Por Andreia Marques Pereira

Foi uma das primeira mulheres cervejeiras em Portugal. Há dez anos, saiu da empresa de sempre, a Unicer, mas neste regresso com a Fugas até parece que nunca a deixou. Cristina Gonçalves hesita em considerar-se uma pioneira, mas a paixão pela cerveja não é hesitante.

Passou toda a sua vida profissional aqui, neste complexo que tem a sua recepção num edifício “forrado” a borbulhas — de cerveja, dizemos, já que é dourada a fachada. Dez anos depois de ter saído, na recepção faz o mesmo que nós, identificar-se para receber o cartão de visitante. É aí que nos conhecemos, ouvido o nome.

Cristina Gonçalves, 38 anos passados na Unicer, aqui em Leça do Balio, onde se tornou a primeira mulher cervejeira do grupo — ou seja, chefe de produção da cerveja — e uma das primeiras, se não a primeira, mulheres em Portugal a ostentar tal título.
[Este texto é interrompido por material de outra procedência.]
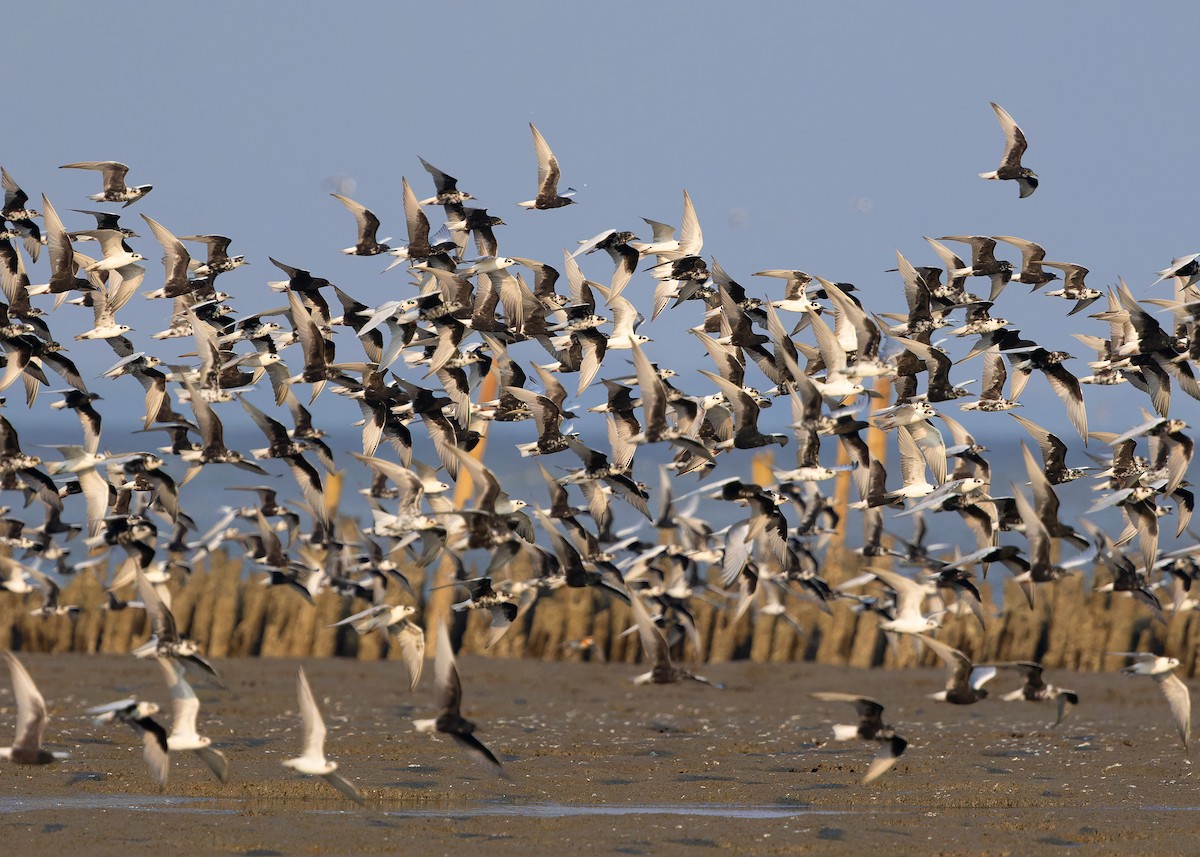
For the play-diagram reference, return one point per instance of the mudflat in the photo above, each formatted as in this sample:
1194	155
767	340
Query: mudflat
598	763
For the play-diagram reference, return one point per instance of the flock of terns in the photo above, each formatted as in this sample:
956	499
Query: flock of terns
513	339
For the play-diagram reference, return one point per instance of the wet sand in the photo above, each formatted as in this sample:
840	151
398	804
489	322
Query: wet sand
599	763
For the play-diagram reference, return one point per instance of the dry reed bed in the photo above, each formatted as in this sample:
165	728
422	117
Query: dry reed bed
232	615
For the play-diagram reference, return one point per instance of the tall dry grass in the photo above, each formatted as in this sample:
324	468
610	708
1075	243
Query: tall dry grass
233	615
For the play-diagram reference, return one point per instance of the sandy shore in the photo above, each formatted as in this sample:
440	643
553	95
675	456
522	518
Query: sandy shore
595	761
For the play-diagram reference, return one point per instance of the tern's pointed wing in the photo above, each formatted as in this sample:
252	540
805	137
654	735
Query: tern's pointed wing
1180	700
30	707
313	725
448	689
345	786
889	751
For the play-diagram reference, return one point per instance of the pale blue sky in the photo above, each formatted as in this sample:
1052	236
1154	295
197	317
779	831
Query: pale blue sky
814	136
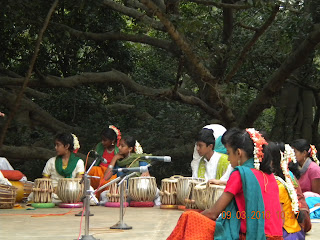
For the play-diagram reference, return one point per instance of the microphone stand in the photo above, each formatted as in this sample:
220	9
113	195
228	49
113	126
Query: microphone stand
121	224
88	194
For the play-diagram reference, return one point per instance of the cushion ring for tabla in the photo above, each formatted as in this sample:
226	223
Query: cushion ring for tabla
43	205
71	205
141	204
116	204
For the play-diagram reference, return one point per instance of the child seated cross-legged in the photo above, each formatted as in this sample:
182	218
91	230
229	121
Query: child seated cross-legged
250	202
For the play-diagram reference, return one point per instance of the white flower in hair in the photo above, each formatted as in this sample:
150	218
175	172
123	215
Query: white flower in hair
289	154
137	148
76	144
288	183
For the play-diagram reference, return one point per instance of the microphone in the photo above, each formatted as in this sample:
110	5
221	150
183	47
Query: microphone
99	157
135	169
157	158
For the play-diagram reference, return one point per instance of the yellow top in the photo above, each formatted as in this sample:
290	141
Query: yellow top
291	224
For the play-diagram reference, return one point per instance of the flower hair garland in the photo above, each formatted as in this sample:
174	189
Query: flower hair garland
313	153
258	142
137	148
286	157
118	133
289	154
76	144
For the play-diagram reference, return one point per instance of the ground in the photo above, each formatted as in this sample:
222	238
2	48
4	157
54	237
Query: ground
147	223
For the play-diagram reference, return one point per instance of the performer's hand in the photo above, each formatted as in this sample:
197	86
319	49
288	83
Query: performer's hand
108	174
208	214
145	174
217	182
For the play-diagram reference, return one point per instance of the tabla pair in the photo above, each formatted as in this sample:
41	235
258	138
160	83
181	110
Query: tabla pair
142	191
193	193
69	191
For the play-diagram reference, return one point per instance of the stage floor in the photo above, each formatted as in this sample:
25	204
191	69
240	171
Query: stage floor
147	223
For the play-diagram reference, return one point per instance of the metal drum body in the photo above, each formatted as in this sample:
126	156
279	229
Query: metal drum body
142	189
114	192
168	192
42	191
23	190
69	190
7	196
206	194
184	188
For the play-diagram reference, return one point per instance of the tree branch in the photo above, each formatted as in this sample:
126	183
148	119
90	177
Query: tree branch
30	153
140	38
36	113
221	5
29	72
296	59
182	43
115	76
134	13
250	44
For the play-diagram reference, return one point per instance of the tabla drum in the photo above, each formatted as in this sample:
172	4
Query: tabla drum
42	191
69	190
23	190
7	196
114	192
207	194
184	188
142	189
168	193
190	202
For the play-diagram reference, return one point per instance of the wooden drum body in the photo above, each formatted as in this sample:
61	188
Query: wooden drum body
42	191
23	190
168	192
114	192
7	196
184	188
207	194
142	189
69	190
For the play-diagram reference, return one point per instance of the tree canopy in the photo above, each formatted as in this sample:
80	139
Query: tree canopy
159	70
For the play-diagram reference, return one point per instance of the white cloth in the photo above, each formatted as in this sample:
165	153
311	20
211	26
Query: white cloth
4	180
4	164
50	170
218	130
211	166
226	175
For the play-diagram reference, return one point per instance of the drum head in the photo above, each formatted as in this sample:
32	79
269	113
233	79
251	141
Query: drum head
116	204
162	206
71	205
43	205
141	204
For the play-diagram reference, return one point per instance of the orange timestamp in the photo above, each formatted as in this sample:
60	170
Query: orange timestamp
244	215
258	215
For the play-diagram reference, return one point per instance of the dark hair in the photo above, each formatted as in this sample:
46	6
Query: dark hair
237	138
130	141
275	149
65	139
206	135
294	168
302	145
109	133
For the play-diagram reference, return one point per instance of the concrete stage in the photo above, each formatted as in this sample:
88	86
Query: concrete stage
147	223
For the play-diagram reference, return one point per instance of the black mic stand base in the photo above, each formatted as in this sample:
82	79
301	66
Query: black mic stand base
88	237
80	214
122	226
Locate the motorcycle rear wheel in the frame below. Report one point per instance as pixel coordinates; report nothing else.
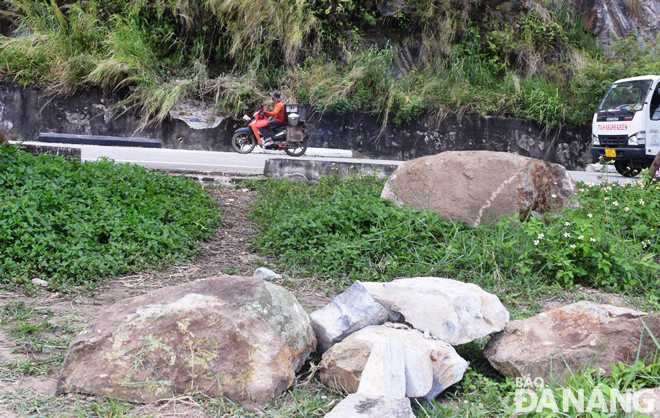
(296, 149)
(243, 142)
Foi pelo menos a primeira mulher portuguesa a trabalhar em Portugal a frequentar o curso de especialização na Universidade Católica de Louvain, na Bélgica, uma espécie de meca da indústria cervejeira.
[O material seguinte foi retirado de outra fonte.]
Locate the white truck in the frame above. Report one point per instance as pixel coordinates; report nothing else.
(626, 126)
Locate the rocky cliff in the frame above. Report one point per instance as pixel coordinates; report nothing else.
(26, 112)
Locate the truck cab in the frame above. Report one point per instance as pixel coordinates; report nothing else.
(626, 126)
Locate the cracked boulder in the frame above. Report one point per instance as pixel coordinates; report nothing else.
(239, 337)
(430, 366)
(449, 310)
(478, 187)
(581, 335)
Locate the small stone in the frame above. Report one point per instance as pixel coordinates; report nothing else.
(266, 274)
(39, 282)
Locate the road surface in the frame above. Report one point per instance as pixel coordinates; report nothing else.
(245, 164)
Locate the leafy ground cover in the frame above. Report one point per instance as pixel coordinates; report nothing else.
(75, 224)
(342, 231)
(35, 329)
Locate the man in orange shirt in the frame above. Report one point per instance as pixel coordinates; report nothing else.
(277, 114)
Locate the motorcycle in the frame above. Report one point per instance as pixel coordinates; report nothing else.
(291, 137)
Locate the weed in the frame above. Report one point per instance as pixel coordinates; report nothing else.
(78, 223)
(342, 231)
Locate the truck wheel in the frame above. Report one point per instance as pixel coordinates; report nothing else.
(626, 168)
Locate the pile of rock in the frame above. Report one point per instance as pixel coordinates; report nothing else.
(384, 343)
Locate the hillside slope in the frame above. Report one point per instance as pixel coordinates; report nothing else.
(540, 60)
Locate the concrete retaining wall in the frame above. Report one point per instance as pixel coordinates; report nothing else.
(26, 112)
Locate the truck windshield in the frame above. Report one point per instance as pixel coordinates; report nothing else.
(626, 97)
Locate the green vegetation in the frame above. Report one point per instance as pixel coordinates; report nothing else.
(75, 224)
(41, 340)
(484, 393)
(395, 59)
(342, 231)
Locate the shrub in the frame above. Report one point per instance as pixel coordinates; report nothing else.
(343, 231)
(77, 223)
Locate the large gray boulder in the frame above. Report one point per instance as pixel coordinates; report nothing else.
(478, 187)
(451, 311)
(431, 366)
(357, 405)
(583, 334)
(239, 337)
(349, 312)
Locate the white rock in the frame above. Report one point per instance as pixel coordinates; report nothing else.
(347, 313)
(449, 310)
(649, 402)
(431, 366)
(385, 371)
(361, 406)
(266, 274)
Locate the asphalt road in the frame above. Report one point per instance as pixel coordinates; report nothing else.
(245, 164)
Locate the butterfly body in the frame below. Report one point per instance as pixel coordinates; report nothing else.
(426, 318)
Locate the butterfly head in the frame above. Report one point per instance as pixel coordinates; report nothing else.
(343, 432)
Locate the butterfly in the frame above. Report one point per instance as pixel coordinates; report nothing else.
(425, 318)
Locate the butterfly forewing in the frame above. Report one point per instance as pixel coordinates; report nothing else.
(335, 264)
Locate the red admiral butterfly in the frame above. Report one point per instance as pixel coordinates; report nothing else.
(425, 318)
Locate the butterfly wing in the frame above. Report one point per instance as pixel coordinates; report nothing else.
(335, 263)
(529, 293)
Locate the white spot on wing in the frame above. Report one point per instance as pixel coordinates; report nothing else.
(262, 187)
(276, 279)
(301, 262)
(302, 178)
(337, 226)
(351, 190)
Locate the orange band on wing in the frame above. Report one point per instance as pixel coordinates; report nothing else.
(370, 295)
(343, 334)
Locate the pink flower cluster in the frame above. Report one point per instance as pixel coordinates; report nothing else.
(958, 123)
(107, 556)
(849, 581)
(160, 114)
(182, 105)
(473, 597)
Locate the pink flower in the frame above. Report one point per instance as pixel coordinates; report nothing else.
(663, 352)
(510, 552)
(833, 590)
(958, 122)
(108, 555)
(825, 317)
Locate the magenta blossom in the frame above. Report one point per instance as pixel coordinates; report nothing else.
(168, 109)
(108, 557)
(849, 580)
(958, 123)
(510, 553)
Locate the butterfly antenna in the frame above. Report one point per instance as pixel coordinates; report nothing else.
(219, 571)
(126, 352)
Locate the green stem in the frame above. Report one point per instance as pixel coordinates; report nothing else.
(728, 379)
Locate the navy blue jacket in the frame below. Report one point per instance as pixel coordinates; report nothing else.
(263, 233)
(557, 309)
Saberemos mais tarde, por acaso, que foi também a primeira mulher na direcção e na administração. Cristina não faz disso um cartão-de-visita — esse é a paixão com que fala do seu percurso profissional, onde, há-de reconhecer, a passagem pela produção foi a que lhe “deixou mais marcas”. “Fiquei sempre deslumbrada.” Foi, aliás, a única vez em que não pediu para sair para outras funções, confessa. Mas outras funções lhe foram oferecidas e os desafios também a atraíam — atraem, atrevemo-nos. Tem 70 anos (“Não envelheceu um ano”, dizem colegas com quem se cruza; “É da cerveja”, brinca), diz que agora é avó, mas há um brilho intenso no olhar que não engana — e afinal, duas ou três viagens longas por ano, por exemplo, fazem parte da sua rotina actual.

Longe vão os tempos em que esta rotina incluía uma série de copos de cerveja, logo pelas 9h30, alinhados na sua secretária. Os dias começavam com provas de amostras dos tanques. Recorda esse período quando fazemos um desvio pelos laboratórios da Unicer. Era tradição do chefe de produção e Cristina, já chefe de produção, já mestre cervejeira, “gostava dessa fase”. “Se existe algum defeito é aí que se detecta e se pode ajustar. A decisão era do master brewer, era uma responsabilidade enorme. Agora já há separação.” Sem provas diárias, continua, porém, a beber cerveja todos os dias. Ela que provou cerveja pela primeira vez com 20 anos, “durante a Queima das Fitas”, na esplanada que a Companhia União Fabril Portuense (CUFP, o embrião da Unicer) tinha na Rua de Júlio Dinis, com um grupo de colegas da Faculdade de Engenharia. Não imaginava que aí estava o seu futuro — profissional e pessoal. “O meu marido era um desses colegas”, sorri. A partir daí, passou a associar sempre a cerveja ao convívio.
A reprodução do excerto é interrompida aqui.